Optic nerve head reactive retinal astrocytic tumor treated with photodynamic therapy

Alex C Onishi; Lee M Jampol; Amani A Fawzi

doi:10.1016/j.ajoc.2020.100827

. 2020 Jul 10;19:100827. doi: 10.1016/j.ajoc.2020.100827

Optic nerve head reactive retinal astrocytic tumor treated with photodynamic therapy

Alex C Onishi ¹, Lee M Jampol ¹, Amani A Fawzi ^1,^∗

PMCID: PMC7374193 PMID: 32715158

Abstract

Purpose

To describe the unusual presentation and the treatment course of a case of bilateral optic nerve head reactive retinal astrocytic tumor (RRAT).

Observations

A 29 year-old woman with bilateral optic disc masses presented with declining vision refractory to anti-vascular endothelial growth factor (VEGF) injections.

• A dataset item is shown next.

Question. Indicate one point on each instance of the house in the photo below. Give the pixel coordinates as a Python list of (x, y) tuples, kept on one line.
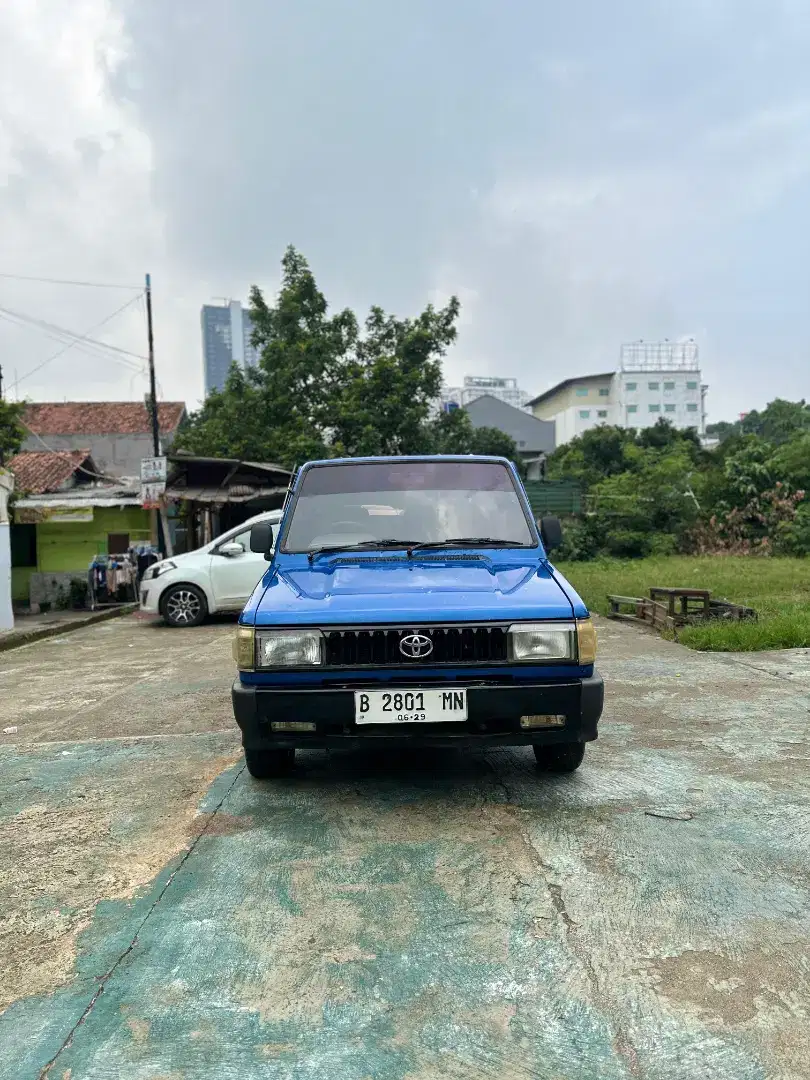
[(64, 515), (208, 496), (117, 434), (535, 437)]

After total loss of vision in her left eye, diagnostic enucleation and histopathology was consistent with RRAT. Staged photodynamic therapy (PDT) treatments over a period of four months in the better seeing eye resulted in stabilization of vision, improvement in intraretinal and subretinal fluid, and shrinkage of the optic disc mass.

Conclusions

In this unusual case of bilateral vision-threatening optic nerve head RRAT that were refractory to multiple therapies including anti-VEGF injections, PDT demonstrated safety and efficacy. Diagnostic work-up included whole exome sequencing (WES) that was negative for mutations in genes related to von-Hippel-Lindau (VHL), neurofibromatosis, tuberous sclerosis, and hypoxia-inducible factor (HIF)-2 $α$ .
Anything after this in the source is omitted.